Posição. Muitos têm afirmado que a prisão do diretor do Google no Brasil, Fabio Coelho, foi problema de mero descumprimento de ordem judicial. Esquecem, é claro, que o tribunal de Nuremberg condenou os nazistas que apenas haviam cumprido a lei. Um dos maiores avanços da democracia nas últimas décadas é a constatação de que ninguém deve baixar a cabeça e cumprir leis formalmente válidas quando elas lhe obrigam uma escandalosa violação dos direitos humanos protegidos por tratados internacionais. Nesse caso, a Constituição de 1988 também protege. Pouco importa se é o direito à vida ou à liberdade de expressão.

Alguns juízes prestam um grande desserviço ao Brasil ao deixar de declarar a inconstitucionalidade das regras do Código Eleitoral que proíbem que um eleitor critique um candidato. Devem fazer cumprir a Constituição acima do Código Eleitoral.

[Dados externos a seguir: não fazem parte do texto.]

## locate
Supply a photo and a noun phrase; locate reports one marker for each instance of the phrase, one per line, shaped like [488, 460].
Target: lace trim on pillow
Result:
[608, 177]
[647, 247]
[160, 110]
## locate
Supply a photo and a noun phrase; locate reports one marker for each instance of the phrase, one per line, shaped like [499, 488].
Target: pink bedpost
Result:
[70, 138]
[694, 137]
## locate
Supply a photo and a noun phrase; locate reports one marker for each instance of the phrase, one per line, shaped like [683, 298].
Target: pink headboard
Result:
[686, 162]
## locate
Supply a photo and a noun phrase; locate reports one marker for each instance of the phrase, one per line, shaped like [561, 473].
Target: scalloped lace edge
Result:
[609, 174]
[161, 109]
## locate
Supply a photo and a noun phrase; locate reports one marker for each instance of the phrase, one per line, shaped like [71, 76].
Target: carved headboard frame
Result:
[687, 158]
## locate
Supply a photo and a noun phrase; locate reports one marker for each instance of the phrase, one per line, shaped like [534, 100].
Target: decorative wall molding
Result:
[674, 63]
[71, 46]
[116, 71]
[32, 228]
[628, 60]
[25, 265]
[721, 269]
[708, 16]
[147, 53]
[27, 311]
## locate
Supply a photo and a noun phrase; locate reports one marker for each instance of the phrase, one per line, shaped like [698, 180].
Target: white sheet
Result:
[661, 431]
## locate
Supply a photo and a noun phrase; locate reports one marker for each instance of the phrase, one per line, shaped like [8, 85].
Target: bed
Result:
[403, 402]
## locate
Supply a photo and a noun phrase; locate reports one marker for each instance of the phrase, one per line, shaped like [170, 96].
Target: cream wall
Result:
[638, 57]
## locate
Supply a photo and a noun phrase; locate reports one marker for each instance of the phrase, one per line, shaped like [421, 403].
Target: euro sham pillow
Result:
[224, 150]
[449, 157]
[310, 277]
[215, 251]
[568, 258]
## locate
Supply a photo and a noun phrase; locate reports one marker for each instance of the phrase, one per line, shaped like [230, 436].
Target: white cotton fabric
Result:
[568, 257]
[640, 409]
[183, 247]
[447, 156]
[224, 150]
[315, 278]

Se isso beneficia uma empresa, trata-se de mero efeito colateral. O Google fez o que fez porque é do seu interesse comercial que a comunicação seja livre. Nesse caso o interesse da população em proteger a liberdade de expressão está alinhado ao da empresa. Trata-se de proteger esse direito fundamental, não o interesse do Google. Imagine que a lei proibisse brasileiros de utilizar hospitais particulares e estas empresas se insurgissem contra tal regra. Ninguém iria afirmar que há conspiração dos hospitais: o problema seria de violação do direito fundamental à saúde.

O relatório da Freedom House dá pontuação péssima aos países nos quais os juízes não têm independência e onde o governo monitora sistematicamente a internet, removendo conteúdo de maneira arbitrária. Felizmente esse não é o nosso caso. Mas, assim como o racismo, no Brasil a violação da liberdade de expressão é dissimulada. É escondida pela legitimidade da atuação independente do Judiciário. O resultado final, entretanto, não é lá tão diferente: todos calados.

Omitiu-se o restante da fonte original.